Direct traffic and app engagement. When users go directly to the brand — to the website, to the app — that's still an indicator of brand strength. Direct traffic has been getting more important as branded organic has been shrinking.
Branded search where it still matters. The transactional branded queries — "[brand] login", "[brand] checkout", "[brand] support" — still happen and still convert. The drop in branded search isn't uniform; it's concentrated in informational branded queries where AI engines now answer. The transactional branded queries are more durable.
Earned media and brand mentions in adjacent contexts. When the brand appears in articles, podcasts, conversations — places that get crawled by AI engines — the brand's representation in those engines strengthens. This earned-context volume is now a proxy for future AI-search visibility in a way it didn't used to be.
Together, these are a more accurate read of brand strength in 2026 than the branded organic line.
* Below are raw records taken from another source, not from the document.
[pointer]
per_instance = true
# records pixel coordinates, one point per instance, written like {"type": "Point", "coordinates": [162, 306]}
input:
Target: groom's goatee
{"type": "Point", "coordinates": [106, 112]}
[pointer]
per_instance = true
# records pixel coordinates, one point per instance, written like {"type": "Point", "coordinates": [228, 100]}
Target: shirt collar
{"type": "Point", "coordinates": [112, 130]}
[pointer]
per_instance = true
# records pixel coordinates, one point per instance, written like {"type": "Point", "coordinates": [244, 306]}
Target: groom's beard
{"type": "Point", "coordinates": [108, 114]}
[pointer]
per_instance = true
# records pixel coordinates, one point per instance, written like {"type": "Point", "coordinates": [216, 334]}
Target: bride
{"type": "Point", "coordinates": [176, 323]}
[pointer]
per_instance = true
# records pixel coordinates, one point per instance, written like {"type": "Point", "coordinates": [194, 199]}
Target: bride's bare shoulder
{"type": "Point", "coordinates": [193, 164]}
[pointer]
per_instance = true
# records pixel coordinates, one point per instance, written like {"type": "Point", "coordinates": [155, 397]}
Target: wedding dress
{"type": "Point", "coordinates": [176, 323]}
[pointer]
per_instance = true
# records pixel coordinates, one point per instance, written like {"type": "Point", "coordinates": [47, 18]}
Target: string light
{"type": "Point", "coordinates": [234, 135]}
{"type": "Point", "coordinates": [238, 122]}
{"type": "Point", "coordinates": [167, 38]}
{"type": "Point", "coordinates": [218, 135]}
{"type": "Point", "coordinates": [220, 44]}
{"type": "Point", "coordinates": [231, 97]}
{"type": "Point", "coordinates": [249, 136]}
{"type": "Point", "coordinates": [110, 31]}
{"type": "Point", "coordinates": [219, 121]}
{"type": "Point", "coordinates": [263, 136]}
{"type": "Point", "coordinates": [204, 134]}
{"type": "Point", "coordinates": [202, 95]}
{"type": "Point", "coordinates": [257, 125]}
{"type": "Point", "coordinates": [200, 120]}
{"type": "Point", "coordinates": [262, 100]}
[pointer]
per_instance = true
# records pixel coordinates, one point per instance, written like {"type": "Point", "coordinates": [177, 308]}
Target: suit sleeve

What this means for agencies
Less straightforwardly. A meaningful share of agency revenue is, in honest terms, brand-bidding work and content optimised to rank for branded queries. As the branded organic line shrinks, the demand for that work weakens. Some clients will keep paying for it out of inertia. Many won't.
The agencies that are well-positioned for this are the ones that can demonstrate value in the new measurement frame — AI-search visibility, earned media, brand mentions in adjacent contexts. The agencies that are poorly positioned are the ones whose service offering and reporting are still primarily about classical branded SEO.
The transition isn't immediate. Brands continue to spend on branded SEO for years after the underlying need has weakened, because nobody wants to be the marketer who shut down the work and got blamed when traffic fell. The drift to better-positioned agencies will be slow but persistent.
For agencies that want to make the transition: the case to clients is straightforward. Branded organic traffic is shrinking. The investments that used to defend it are diminishing in value. The investments that build presence in AI search engines are the new defence — and, usefully, also the new offence. The agency that brings this case to clients with credibility wins the budget.
For agencies that don't want to make the transition: the next two-to-three years will be uncomfortable. The clients with the budget to spend will spend it on agencies that have the capability to operate in the new measurement frame. The agencies that don't will see their share of strategic conversation decline.
What I'd do if I were an in-house marketer at a major brand
Two practical actions.
Add AI-search visibility metrics to the dashboard now. Not to replace classical SEO metrics — keep those running — but to stand alongside them. Track the brand's presence in ChatGPT, Perplexity, Google AI Overviews, Copilot. Track competitor presence. Track the trend lines. Have these numbers in front of leadership at the same cadence as the SEO numbers.
Reframe the budget conversation around the new shape of brand visibility. The historic split between paid, organic, social, PR, and content has assumed a stable measurement frame. The frame is changing. Some of the budget that's been going to classical SEO probably belongs in earned media, in structured content, in AI-search visibility work. The reallocation isn't dramatic in any single quarter, but the cumulative effect over 18 months is significant.
The brands that do this in 2026 will be in a better position than the brands that wait until 2027 to start.
Closing
The death of the brand-keyword strategy isn't a sudden event. It's a long curve that's now visible enough to be planned around. The brands and agencies that take the curve seriously will navigate it cleanly. The ones that wait for it to be obvious will be doing so in a context where the work is more expensive and the position is harder to defend.
This is one of those moments where the right answer isn't subtle, but the willingness to act on it varies a lot. The agencies and brands that act earliest get the most benefit. The cost of being right but late is usually higher than the cost of being early but slightly wrong about the timing.